Here goes nothing (and about 20k dollars)

Jul 14, 2022 08:00


Well. We’re doing IVF.

We could do another IUI but I think we’re both just tired of the disappointment. After so many rounds of letrozole before we even did IUI and now three failed IUIs I think we’re just ready for a win. I want some answers personally and I think IVF will give us those. Maybe we find out my eggs are garbage for some reason. Who knows.

We have an appointment to discuss it on the 27th and we’re skipping this cycle anyway to just regroup. Maybe we get lucky and get pregnant on our own. I doubt it though because I feel like if I don’t take letrozole I’m not going to ovulate and my period won’t come on time and it’ll be all stupid. But whatever.

Chris’ dad mentioned helping us pay for it and I hope he’s serious. We really cannot go 20k+ debt right now but oh well. Price of becoming parents.

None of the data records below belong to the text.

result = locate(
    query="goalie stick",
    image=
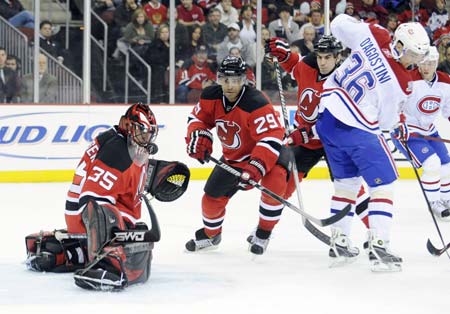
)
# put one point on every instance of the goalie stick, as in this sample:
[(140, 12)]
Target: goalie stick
[(434, 250), (317, 221)]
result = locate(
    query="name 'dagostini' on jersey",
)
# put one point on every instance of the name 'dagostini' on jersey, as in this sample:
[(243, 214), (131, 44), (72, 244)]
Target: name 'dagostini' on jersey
[(375, 60)]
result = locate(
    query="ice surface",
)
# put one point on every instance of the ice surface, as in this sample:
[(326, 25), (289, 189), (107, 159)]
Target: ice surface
[(292, 277)]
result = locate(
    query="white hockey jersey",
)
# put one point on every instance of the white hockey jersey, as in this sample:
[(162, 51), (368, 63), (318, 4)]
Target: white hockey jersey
[(427, 100), (366, 91)]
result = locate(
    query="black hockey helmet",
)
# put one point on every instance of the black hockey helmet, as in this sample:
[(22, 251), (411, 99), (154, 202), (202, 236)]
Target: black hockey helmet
[(328, 44), (232, 66)]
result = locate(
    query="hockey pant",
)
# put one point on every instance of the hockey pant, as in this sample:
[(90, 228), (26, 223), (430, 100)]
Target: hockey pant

We have to ship Snickers home. It would save us 600 a month. I hate it because obviously I bought him back after 15 years so I could spend time with him. But it’s only temporary. Hopefully we’ll be moving to Florida next year. Chris says we can take more trips home. Or I can take trips home at least. Dad is building him his own stall. Mom said she’ll make sure he gets his fly sheet at night.

It all just kind of sucks. I’m excited to do IVF just because I think it’ll actually work but this is all just so frustrating.